The city’s voice: Smart cities and social media
Tuning into citizens’ concerns
How can you know what someone thinks, wants and feels? The answer is simple: listen to them.
But what happens when it’s a whole city full of people? Listening becomes harder. And it’s clear that city leaders are not hearing what their communities have to say. Recent research shows that in the U.S., two-thirds of citizens do not feel their voices are listened to by the governments who make decisions about their local and national societies. When citizens don’t feel heard, they disengage – and cities lose an important resource for positive social impact. We must find a way to tune into the thoughts and feelings of city residents. The only way to build engaged communities from frustrated citizens is by listening to them.
While a single voice may not have much impact, collectively, citizens can enact meaningful change. Individual voices can be transformed into feasible solutions. At Social Coin, we’ve spoken before about how cities should view their citizens as “ground agents”. This is because urban residents hold valuable insights from the front lines. They live and actively participate in their communities, and truly understand their inner workings. Citizens perceive key issues in their neighborhoods, and have ideas about how to solve them. Citizens’ insights are a goldmine of data, that organizations can use to make their cities smarter.
A real sense of the city
So how can we listen? At Smart City World Expo 2016, Hugo Zaragoza claimed that “social media is the best sensor network of your city”. citibeats agrees.
As part of daily life, people share their social preoccupations on public platforms, from Facebook and Twitter to personal blogs, local news pages and big news websites. And studies from New York University and the University of Vermont now show that people may be more honest online than in person. That means looking at unfiltered social media can tell us what citizens really think.
In the words of Stephen Goldsmith, “cities can produce great value from social media, but only if they start talking a little bit less about themselves and start listening more to their residents”.

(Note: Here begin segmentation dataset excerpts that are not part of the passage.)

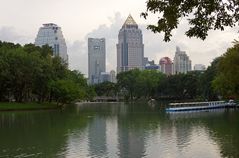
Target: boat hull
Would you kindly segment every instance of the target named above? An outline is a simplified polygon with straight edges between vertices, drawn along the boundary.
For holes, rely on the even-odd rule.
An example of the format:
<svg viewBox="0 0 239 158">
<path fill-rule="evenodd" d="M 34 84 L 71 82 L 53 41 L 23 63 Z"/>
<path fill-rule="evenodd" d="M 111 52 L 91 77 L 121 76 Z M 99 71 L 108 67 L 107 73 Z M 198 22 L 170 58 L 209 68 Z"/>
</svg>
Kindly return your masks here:
<svg viewBox="0 0 239 158">
<path fill-rule="evenodd" d="M 166 108 L 166 112 L 181 112 L 181 111 L 207 111 L 211 109 L 223 109 L 223 108 L 236 108 L 236 104 L 223 104 L 223 105 L 208 105 L 208 106 L 192 106 L 192 107 L 175 107 Z"/>
</svg>

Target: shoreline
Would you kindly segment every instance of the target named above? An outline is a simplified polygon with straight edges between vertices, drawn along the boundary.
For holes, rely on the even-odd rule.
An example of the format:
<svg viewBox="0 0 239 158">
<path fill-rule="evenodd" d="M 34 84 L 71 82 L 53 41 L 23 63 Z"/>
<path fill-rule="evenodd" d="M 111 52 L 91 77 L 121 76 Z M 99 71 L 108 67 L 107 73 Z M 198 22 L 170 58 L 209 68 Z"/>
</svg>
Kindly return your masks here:
<svg viewBox="0 0 239 158">
<path fill-rule="evenodd" d="M 60 109 L 60 106 L 50 103 L 0 103 L 0 111 L 37 111 L 37 110 L 56 110 Z"/>
</svg>

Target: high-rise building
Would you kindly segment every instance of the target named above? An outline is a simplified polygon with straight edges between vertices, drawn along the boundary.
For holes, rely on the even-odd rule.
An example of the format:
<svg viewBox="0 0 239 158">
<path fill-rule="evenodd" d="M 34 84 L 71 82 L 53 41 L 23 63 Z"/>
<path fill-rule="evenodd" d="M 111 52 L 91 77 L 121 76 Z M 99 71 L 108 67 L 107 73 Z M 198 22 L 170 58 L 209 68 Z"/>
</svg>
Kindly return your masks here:
<svg viewBox="0 0 239 158">
<path fill-rule="evenodd" d="M 40 27 L 38 31 L 35 45 L 49 45 L 53 49 L 54 56 L 60 56 L 66 63 L 68 63 L 66 42 L 61 27 L 56 24 L 43 24 L 43 27 Z"/>
<path fill-rule="evenodd" d="M 165 73 L 166 75 L 173 74 L 173 62 L 169 57 L 161 58 L 159 65 L 162 73 Z"/>
<path fill-rule="evenodd" d="M 114 70 L 110 71 L 110 82 L 116 83 L 116 73 Z"/>
<path fill-rule="evenodd" d="M 90 84 L 101 82 L 105 72 L 105 38 L 88 38 L 88 79 Z"/>
<path fill-rule="evenodd" d="M 131 15 L 128 16 L 118 35 L 117 73 L 144 68 L 144 44 L 142 31 Z"/>
<path fill-rule="evenodd" d="M 194 70 L 195 71 L 205 71 L 206 70 L 206 66 L 203 64 L 195 64 L 194 65 Z"/>
<path fill-rule="evenodd" d="M 174 74 L 187 73 L 191 71 L 191 60 L 185 51 L 181 51 L 179 47 L 176 47 L 176 53 L 174 57 Z"/>
</svg>

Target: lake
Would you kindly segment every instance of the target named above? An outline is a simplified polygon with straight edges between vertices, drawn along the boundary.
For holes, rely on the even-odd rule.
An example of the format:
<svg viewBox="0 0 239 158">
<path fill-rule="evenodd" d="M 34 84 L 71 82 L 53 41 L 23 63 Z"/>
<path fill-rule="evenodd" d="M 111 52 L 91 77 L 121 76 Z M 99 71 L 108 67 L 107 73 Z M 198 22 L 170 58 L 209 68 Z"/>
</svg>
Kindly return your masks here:
<svg viewBox="0 0 239 158">
<path fill-rule="evenodd" d="M 0 112 L 0 158 L 239 157 L 239 110 L 167 114 L 164 106 L 81 103 Z"/>
</svg>

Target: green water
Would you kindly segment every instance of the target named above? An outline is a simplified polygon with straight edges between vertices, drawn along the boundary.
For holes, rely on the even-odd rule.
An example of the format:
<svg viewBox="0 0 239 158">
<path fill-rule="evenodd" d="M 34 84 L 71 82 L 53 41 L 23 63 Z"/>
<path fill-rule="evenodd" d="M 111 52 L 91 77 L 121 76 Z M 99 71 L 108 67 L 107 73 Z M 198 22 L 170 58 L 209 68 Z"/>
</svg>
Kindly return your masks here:
<svg viewBox="0 0 239 158">
<path fill-rule="evenodd" d="M 239 111 L 166 114 L 163 104 L 0 112 L 2 157 L 239 157 Z"/>
</svg>

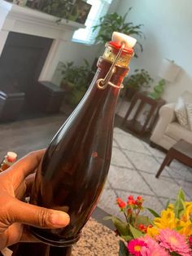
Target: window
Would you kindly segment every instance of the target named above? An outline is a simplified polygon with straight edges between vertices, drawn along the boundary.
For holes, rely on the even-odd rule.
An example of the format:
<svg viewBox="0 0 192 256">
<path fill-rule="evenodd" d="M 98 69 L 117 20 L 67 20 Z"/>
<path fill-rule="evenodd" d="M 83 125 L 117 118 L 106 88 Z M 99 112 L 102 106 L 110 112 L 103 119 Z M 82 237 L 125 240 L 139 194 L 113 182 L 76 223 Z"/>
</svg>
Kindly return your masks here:
<svg viewBox="0 0 192 256">
<path fill-rule="evenodd" d="M 98 31 L 93 32 L 93 26 L 98 24 L 99 18 L 107 12 L 112 0 L 88 0 L 86 2 L 92 5 L 85 24 L 86 28 L 76 30 L 73 34 L 72 41 L 94 44 Z"/>
</svg>

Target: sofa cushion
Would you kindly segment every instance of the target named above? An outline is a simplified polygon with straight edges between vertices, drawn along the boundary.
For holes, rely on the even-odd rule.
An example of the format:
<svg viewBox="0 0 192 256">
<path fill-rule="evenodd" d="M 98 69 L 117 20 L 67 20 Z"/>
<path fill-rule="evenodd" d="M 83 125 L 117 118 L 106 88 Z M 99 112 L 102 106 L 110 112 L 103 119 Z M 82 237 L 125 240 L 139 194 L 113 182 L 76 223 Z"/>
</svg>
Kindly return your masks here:
<svg viewBox="0 0 192 256">
<path fill-rule="evenodd" d="M 181 126 L 188 128 L 186 107 L 182 97 L 179 97 L 175 105 L 175 114 Z"/>
<path fill-rule="evenodd" d="M 177 141 L 182 139 L 192 143 L 191 130 L 181 126 L 178 122 L 170 123 L 165 130 L 165 135 Z"/>
<path fill-rule="evenodd" d="M 192 103 L 192 92 L 189 90 L 185 90 L 181 94 L 181 97 L 184 99 L 185 103 Z"/>
<path fill-rule="evenodd" d="M 190 129 L 192 130 L 192 104 L 188 103 L 185 104 L 185 106 Z"/>
</svg>

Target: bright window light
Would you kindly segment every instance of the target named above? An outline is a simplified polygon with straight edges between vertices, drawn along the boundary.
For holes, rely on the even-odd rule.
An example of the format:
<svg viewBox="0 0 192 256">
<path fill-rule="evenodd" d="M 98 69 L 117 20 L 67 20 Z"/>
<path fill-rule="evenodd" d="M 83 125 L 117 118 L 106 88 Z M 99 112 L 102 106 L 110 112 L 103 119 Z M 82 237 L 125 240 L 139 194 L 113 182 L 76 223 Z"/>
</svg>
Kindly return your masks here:
<svg viewBox="0 0 192 256">
<path fill-rule="evenodd" d="M 72 41 L 94 44 L 98 30 L 93 32 L 93 26 L 98 24 L 99 18 L 107 12 L 112 0 L 88 0 L 86 2 L 92 5 L 85 24 L 86 28 L 76 30 L 73 34 Z"/>
</svg>

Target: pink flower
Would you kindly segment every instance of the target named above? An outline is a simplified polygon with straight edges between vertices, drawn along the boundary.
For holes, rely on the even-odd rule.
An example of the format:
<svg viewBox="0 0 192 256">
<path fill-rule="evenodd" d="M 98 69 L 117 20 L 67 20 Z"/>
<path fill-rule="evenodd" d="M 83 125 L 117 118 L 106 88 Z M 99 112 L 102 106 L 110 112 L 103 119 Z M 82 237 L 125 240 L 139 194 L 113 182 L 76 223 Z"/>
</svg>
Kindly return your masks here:
<svg viewBox="0 0 192 256">
<path fill-rule="evenodd" d="M 192 236 L 190 236 L 189 238 L 189 243 L 190 243 L 190 245 L 192 247 Z"/>
<path fill-rule="evenodd" d="M 141 249 L 142 247 L 146 247 L 146 244 L 139 239 L 131 240 L 128 244 L 129 252 L 134 256 L 142 256 Z"/>
<path fill-rule="evenodd" d="M 175 252 L 181 256 L 191 256 L 185 236 L 169 228 L 162 229 L 159 235 L 156 236 L 159 245 L 170 252 Z"/>
<path fill-rule="evenodd" d="M 140 239 L 147 245 L 147 247 L 142 248 L 142 256 L 169 256 L 169 254 L 149 236 L 146 235 Z"/>
</svg>

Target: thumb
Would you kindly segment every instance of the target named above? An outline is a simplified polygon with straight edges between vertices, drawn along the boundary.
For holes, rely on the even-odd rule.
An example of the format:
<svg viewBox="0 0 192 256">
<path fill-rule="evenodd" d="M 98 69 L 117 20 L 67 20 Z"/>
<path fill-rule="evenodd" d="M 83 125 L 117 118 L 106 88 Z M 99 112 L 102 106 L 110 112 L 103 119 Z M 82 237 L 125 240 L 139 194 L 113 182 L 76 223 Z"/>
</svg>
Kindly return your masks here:
<svg viewBox="0 0 192 256">
<path fill-rule="evenodd" d="M 69 215 L 55 210 L 14 200 L 10 210 L 10 222 L 20 223 L 40 228 L 64 227 L 69 223 Z"/>
</svg>

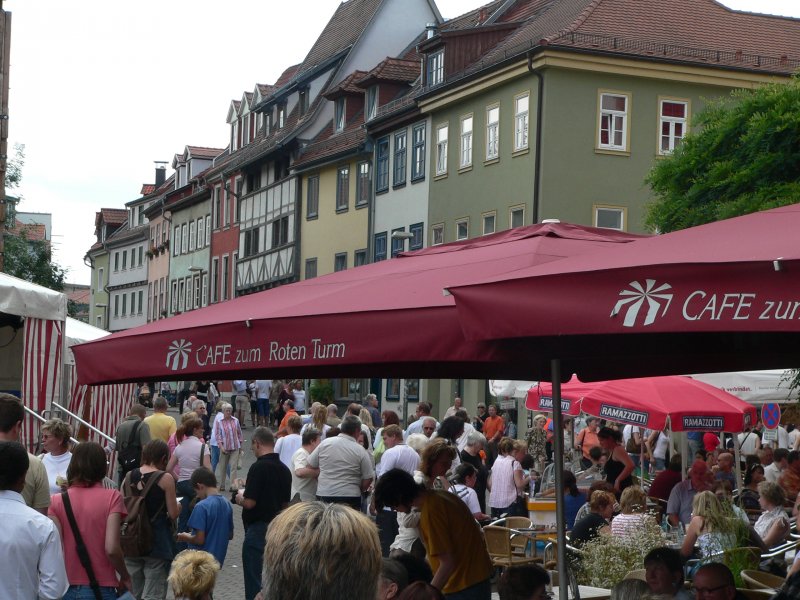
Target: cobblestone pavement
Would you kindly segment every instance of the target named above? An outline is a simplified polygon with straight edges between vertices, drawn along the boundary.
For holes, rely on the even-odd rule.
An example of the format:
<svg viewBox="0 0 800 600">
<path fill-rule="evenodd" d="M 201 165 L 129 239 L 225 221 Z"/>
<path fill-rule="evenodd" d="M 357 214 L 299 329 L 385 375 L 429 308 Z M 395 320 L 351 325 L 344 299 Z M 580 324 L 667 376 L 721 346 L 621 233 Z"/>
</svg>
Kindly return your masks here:
<svg viewBox="0 0 800 600">
<path fill-rule="evenodd" d="M 167 414 L 174 417 L 180 423 L 180 415 L 177 409 L 170 408 Z M 244 434 L 244 449 L 245 453 L 242 459 L 242 465 L 239 469 L 239 477 L 243 478 L 247 475 L 247 470 L 250 465 L 255 461 L 252 451 L 250 450 L 250 440 L 254 427 L 249 423 L 247 428 L 242 431 Z M 231 497 L 231 493 L 224 492 L 227 498 Z M 233 505 L 232 505 L 233 506 Z M 214 600 L 242 600 L 244 598 L 244 575 L 242 574 L 242 542 L 244 541 L 244 527 L 242 526 L 242 508 L 240 506 L 233 506 L 233 539 L 228 544 L 228 554 L 225 557 L 225 565 L 217 577 L 217 585 L 214 589 Z M 167 594 L 168 600 L 174 600 L 172 591 Z"/>
</svg>

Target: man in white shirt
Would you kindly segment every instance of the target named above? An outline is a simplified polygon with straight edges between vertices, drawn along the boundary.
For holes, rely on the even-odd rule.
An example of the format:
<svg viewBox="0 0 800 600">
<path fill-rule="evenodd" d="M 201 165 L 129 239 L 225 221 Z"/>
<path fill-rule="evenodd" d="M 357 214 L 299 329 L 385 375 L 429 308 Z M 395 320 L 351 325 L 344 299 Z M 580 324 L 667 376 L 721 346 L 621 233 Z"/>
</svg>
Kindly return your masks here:
<svg viewBox="0 0 800 600">
<path fill-rule="evenodd" d="M 0 441 L 0 598 L 57 600 L 69 587 L 61 538 L 22 499 L 28 465 L 22 444 Z"/>
<path fill-rule="evenodd" d="M 764 467 L 764 478 L 772 483 L 778 483 L 783 470 L 789 466 L 789 451 L 778 448 L 772 453 L 772 462 Z"/>
<path fill-rule="evenodd" d="M 303 445 L 292 455 L 292 501 L 312 502 L 317 499 L 319 469 L 308 466 L 308 457 L 322 441 L 322 433 L 309 427 L 303 432 Z"/>
<path fill-rule="evenodd" d="M 347 504 L 361 510 L 361 493 L 375 477 L 372 456 L 357 440 L 361 420 L 347 415 L 341 433 L 326 438 L 308 457 L 308 466 L 319 469 L 317 499 Z"/>
</svg>

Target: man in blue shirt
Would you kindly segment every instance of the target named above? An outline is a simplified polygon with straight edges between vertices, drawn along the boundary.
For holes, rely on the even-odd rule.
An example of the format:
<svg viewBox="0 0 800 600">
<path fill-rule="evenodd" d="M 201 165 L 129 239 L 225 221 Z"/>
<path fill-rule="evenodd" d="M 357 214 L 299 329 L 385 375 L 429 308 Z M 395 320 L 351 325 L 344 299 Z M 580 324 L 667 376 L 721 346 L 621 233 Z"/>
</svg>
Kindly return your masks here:
<svg viewBox="0 0 800 600">
<path fill-rule="evenodd" d="M 231 503 L 219 495 L 217 478 L 205 467 L 196 469 L 191 481 L 198 499 L 189 517 L 192 533 L 179 533 L 178 541 L 188 543 L 194 550 L 213 554 L 222 566 L 228 552 L 228 542 L 233 539 Z"/>
</svg>

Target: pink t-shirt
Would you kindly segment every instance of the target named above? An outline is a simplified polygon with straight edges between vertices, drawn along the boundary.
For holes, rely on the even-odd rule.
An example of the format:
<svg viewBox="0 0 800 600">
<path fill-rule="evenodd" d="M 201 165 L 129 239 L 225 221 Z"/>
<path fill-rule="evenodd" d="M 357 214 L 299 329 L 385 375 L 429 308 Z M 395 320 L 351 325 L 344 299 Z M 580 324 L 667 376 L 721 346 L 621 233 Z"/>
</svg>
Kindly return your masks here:
<svg viewBox="0 0 800 600">
<path fill-rule="evenodd" d="M 83 543 L 89 550 L 92 569 L 97 583 L 104 587 L 119 585 L 117 572 L 106 555 L 106 524 L 108 516 L 119 513 L 124 517 L 127 513 L 122 495 L 117 490 L 108 490 L 98 483 L 90 488 L 72 487 L 69 499 L 78 531 Z M 78 558 L 75 537 L 69 526 L 67 513 L 64 511 L 61 494 L 54 494 L 50 499 L 48 514 L 58 519 L 61 524 L 61 544 L 64 548 L 64 564 L 67 568 L 67 580 L 70 585 L 89 585 L 89 577 Z"/>
</svg>

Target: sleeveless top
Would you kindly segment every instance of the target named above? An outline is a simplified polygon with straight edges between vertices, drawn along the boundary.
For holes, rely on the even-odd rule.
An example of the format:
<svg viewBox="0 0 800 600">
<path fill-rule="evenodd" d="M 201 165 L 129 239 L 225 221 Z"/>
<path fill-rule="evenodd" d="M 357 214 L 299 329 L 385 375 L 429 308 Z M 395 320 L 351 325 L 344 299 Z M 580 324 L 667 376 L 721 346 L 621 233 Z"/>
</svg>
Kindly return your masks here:
<svg viewBox="0 0 800 600">
<path fill-rule="evenodd" d="M 606 461 L 606 481 L 611 485 L 614 485 L 614 482 L 619 477 L 620 473 L 625 470 L 625 463 L 614 460 L 613 453 L 612 456 L 608 457 Z M 620 482 L 619 491 L 624 490 L 629 485 L 633 484 L 633 479 L 630 475 L 628 475 L 625 479 Z"/>
</svg>

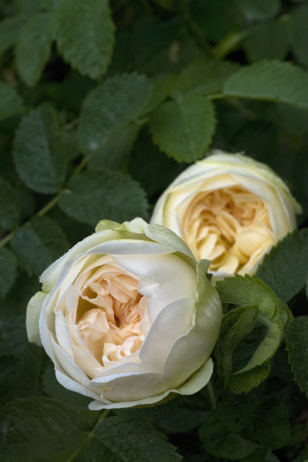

Turning huge amounts of social media “natural language” into relevant, easily understandable insights is a big challenge. It requires tools intelligent enough to filter, categorize and analyze this data – and make sure that the correct data is processed to begin with. Algorithms must be able to tell the difference between a Tweet about Cambridge, England and Cambridge, Massachussetts. They need to interpret whether a Facebook user who posts about their local recycling plant is complaining or praising the service.
At Citibeats, we have been working to create the smart social dashboard that smart cities need. The Citibeats dashboard uses sophisticated artificial intelligence -AI- to create an intelligent, dynamic visual map of citizens’ concerns, which changes as issues get resolved and new ones emerge. The technology is able to create comprehensive reports, and generate comparisons across different areas, time periods, user types and sentiments.
With Citibeats, leaders can easily listen to their communities and identify the most urgent social issues in their area.